UCC's Southwest Conference, racial justice ministries decry Arizona's immigration bill

UCC's Southwest Conference, racial justice ministries decry Arizona's immigration bill

April 27, 2010
Written by Gregg Brekke

A broad, diverse range of faith and civil rights groups and leaders representing more than 40 organizations and communities convened April 27 in San Diego to demonstrate their opposition to Arizona's immigration reform bill SB 1070.

Signed into law by Arizona Gov. Jan Brewer on April 23, SB 1070 turns unlawful presence, a federal civil law offense, into a state crime. It also requires police to question and arrest people they suspect of being in the country illegally.

"This terrible, heart-breaking law goes against our values as a nation," said the Rev. Karen Georgia Thompson, UCC minister for racial justice. "In troubling economic and emotional times such as these, we should be striving to be our best selves, not our lowest selves. All people of conscience need to stand together and declare that we are a nation that upholds human rights, freedom, fairness and equality."

The law's proponents claim race and ethnicity alone cannot be cause for questioning immigration status. But public officials assert that illegal immigrants can be identified by what they wear and how they speak.

In San Diego, police have been reiterating at daily briefings long-standing local policies that bar officers from randomly asking whether someone is in the United States illegally.

"This egregiously irresponsible law sets Arizona back half a century," said Kevin Keenan, executive director of the ACLU of San Diego and Imperial Counties. "It is a modern-day Jim Crow law, creating a suspect class of residents, invoking the worst images of police/community relations." Among other organizations represented at the April 27 event were the San Diego Human Relations Committee; Catholic Charities of San Diego; and the Islamic Center of San Diego.

Gathered at their annual meeting in Sedona, Ariz., members of the UCC's Southwest Conference acted quickly this week after learning that Brewer had signed SB 1070. Conference members wrote an open letter to Brewer, President Obama, Attorney General Eric Holder and U.S. Secretary of Homeland Security Janet Napolitano.

The letter states, in part, "As people of faith we affirm and live by the biblical imperative, 'When an alien resides with you in your land, you shall not oppress the alien.
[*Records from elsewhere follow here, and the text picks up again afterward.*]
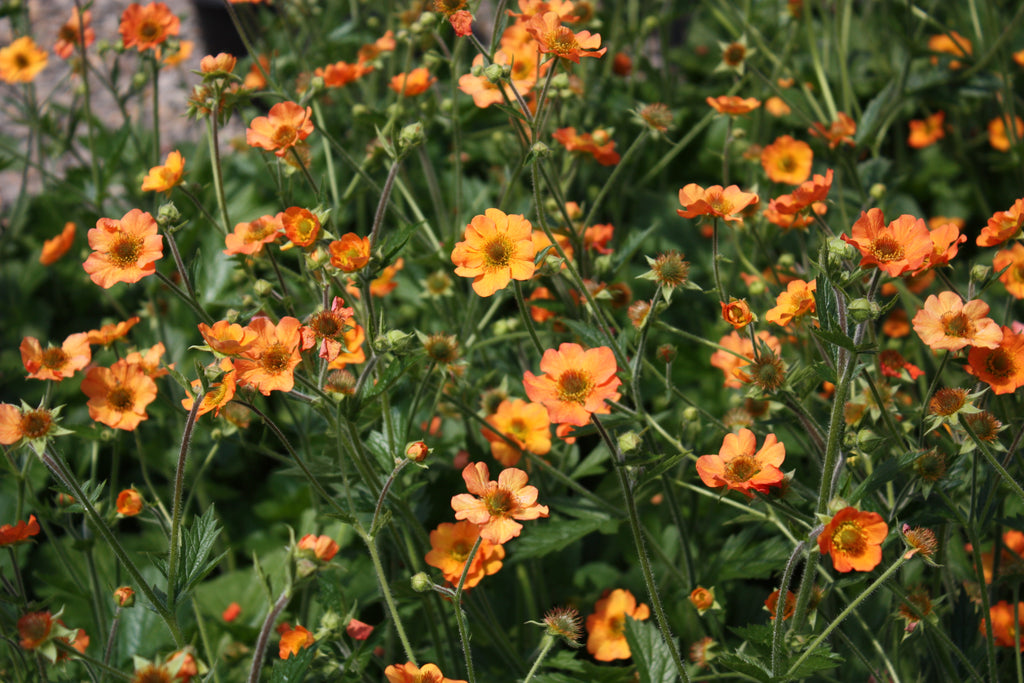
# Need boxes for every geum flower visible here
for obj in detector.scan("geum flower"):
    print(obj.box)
[696,428,785,498]
[82,209,164,290]
[522,343,622,427]
[818,507,889,572]
[452,463,548,544]
[452,209,536,297]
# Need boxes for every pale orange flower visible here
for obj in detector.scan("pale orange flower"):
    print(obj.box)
[912,292,1002,351]
[696,428,785,498]
[452,209,536,297]
[18,332,92,382]
[587,588,650,661]
[142,150,185,195]
[965,327,1024,394]
[246,101,313,157]
[53,7,96,59]
[840,209,932,278]
[118,2,181,52]
[424,520,505,589]
[82,359,157,431]
[39,221,78,265]
[818,507,889,572]
[761,135,814,185]
[522,343,622,427]
[82,209,164,290]
[481,398,551,467]
[452,463,548,544]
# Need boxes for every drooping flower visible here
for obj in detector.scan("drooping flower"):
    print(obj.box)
[912,292,1002,351]
[82,209,164,290]
[522,343,622,427]
[452,209,536,297]
[696,428,785,498]
[452,463,548,544]
[818,507,889,572]
[587,588,650,661]
[424,520,505,589]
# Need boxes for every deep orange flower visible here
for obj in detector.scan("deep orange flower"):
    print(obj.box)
[234,315,302,396]
[82,359,157,431]
[481,398,551,467]
[82,209,164,290]
[965,327,1024,394]
[912,292,1002,351]
[384,661,466,683]
[18,332,92,382]
[526,12,608,63]
[840,209,932,278]
[424,520,505,589]
[522,343,622,427]
[452,209,536,297]
[388,67,437,97]
[223,214,284,256]
[118,2,181,52]
[452,463,548,544]
[142,150,185,195]
[587,588,650,661]
[818,507,889,572]
[978,198,1024,247]
[906,112,946,150]
[246,101,313,157]
[696,428,785,498]
[53,7,96,59]
[705,95,761,116]
[761,135,814,185]
[39,221,78,265]
[0,36,47,83]
[0,515,39,548]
The alien who resides with you shall be to you as the citizen among you; you shall love the alien as yourself, for you were aliens in the land of Egypt: I am the Lord your God.' (Leviticus 19:33-34)."

"We are profoundly disturbed by the passage of the harshest anti-immigrant legislation in the country by the Arizona Legislature," the letter continues. "It is legislation such as this that codifies racial profiling and creates an atmosphere of suspicion, hatred, and scapegoating of immigrants and U.S citizens."

Calling for comprehensive immigration reform providing legalization for those who contribute to society, the letter states, "We find it morally reprehensible that 5,500 men, women and children have lost their lives in the last 16 years trying to provide a life of dignity for their families."
Conference members lifted up six actions to demonstrate solidarity and commitment to immigrants:

• Encouraging members to pledge non- compliance with the unjust and racist law SB 1070
• Cancel plans to hold 2011 annual meeting in Arizona
• Relocate our next annual meeting to another southwestern state
• Encourage our business and professional members to influence board decisions
• Direct action of prayer, study, protests, and fasting
• Mobilize our congregations to advocate for the Dream Act, a just and fair Comprehensive Immigration Reform and the abolishment of SB 1070 and 287 (G)

Thompson says she supports the Conference's overall recommendations, but cautions against implications that could result from boycotting. "From the national setting, I think that when you are talking about a boycott, yes, it does push the economic sector – but it also hurts people and can cost jobs. This is not necessarily where I would see our focus.

"We need to be educating people," says Thompson, "advocating for just immigration reform and mobilizing local congregations to get involved."